The research, published in the American Journal of Preventive Medicine, found that deaths from heart and respiratory diseases rose in 1,296 US counties when an imported pest, the emerald ash borer, killed tens of millions of trees – sometimes entirely denuding once-leafy streets.

Far-fetched? Maybe, but trees do decrease stress: another US study found that hospital patients with views of them recovered faster and required less medicine than those whose windows looked on to a brick wall. And trees reduce air pollution and encourage outdoor activity, further reasons – the researchers think – why more people perished when the pest struck.

Studies have found that people living in leafier areas are healthier, but this could just be because they also tend to be richer.

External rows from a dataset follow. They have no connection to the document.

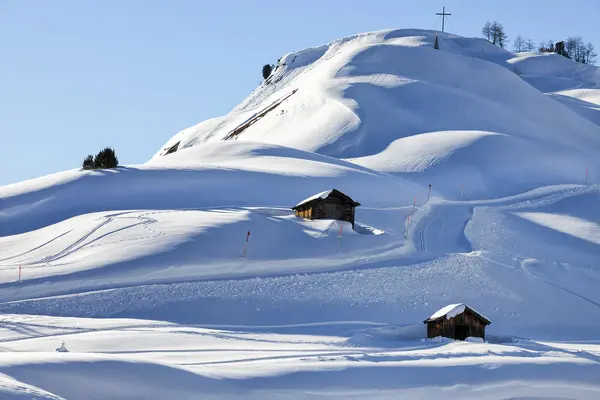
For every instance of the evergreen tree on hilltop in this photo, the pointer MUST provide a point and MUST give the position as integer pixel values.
(88, 162)
(106, 158)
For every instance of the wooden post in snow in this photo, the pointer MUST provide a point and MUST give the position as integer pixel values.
(246, 245)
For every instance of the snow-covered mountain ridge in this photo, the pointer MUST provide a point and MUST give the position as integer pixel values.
(190, 274)
(389, 101)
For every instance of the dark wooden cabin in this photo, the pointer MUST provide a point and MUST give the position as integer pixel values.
(331, 204)
(456, 321)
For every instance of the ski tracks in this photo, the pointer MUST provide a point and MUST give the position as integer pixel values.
(422, 226)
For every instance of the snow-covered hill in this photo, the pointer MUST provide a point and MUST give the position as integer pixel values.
(389, 101)
(191, 274)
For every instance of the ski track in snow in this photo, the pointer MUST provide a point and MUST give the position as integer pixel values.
(172, 309)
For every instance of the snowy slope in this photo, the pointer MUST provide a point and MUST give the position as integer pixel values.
(179, 300)
(369, 97)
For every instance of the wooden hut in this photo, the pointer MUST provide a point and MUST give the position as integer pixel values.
(331, 204)
(456, 321)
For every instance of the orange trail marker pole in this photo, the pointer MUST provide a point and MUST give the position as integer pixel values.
(339, 239)
(246, 245)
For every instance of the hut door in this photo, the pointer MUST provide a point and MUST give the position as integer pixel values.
(461, 332)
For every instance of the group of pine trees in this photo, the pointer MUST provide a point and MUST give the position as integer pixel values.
(494, 32)
(105, 158)
(573, 48)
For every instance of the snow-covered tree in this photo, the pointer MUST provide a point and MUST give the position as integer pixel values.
(518, 43)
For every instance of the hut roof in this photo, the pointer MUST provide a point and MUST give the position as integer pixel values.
(326, 194)
(452, 310)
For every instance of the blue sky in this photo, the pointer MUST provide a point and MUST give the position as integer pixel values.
(79, 75)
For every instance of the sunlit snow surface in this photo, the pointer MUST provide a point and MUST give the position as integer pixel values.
(190, 276)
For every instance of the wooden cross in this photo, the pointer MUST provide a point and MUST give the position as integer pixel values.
(443, 14)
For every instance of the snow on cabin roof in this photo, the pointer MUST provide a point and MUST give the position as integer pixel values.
(452, 310)
(326, 194)
(322, 195)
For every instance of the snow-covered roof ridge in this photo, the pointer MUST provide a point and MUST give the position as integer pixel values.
(322, 195)
(452, 310)
(326, 194)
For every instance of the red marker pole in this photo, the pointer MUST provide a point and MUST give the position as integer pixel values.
(246, 245)
(339, 238)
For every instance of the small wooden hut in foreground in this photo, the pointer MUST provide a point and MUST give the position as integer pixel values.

However, the new research stands this apparent advantage on its head: the richest people – who lived in the greenest surroundings and thus lost the most ash – suffered the greatest casualties when the trees died.

As ash dieback spreads through the shires, should we fear more residents, er, dropping off the twig?

As the Green Deal goes live, does it have enough support?

On Monday, the Government launches one of David Cameron’s pet projects. Indeed, he thought up its name. But even its friends fear the Green Deal will be another omnishambles.

It’s a good idea – lending people money up front to improve the energy efficiency of their homes, who pay back a proportion of the savings via their energy bills. But so far, as this newspaper reported this week, only five households have signed up. Ministers believe a publicity drive and a “cashback” offer that can give adopters hundreds of pounds immediately will turn things round.

But critics say the interest rates charged – though much lower than those applied to credit cards – are too steep to be attractive. And Eric Pickles, the Communities Secretary, dealt the scheme a deadly blow by scrapping the main measure that had been planned to drive it forward: a requirement that people building extensions to their homes also improve the efficiency of the original building. So badly did he do it that he is likely to face a judicial review.

This Government has been the first to take energy efficiency seriously, but now risks looking incompetent (again). Time for the Prime Minister to intervene?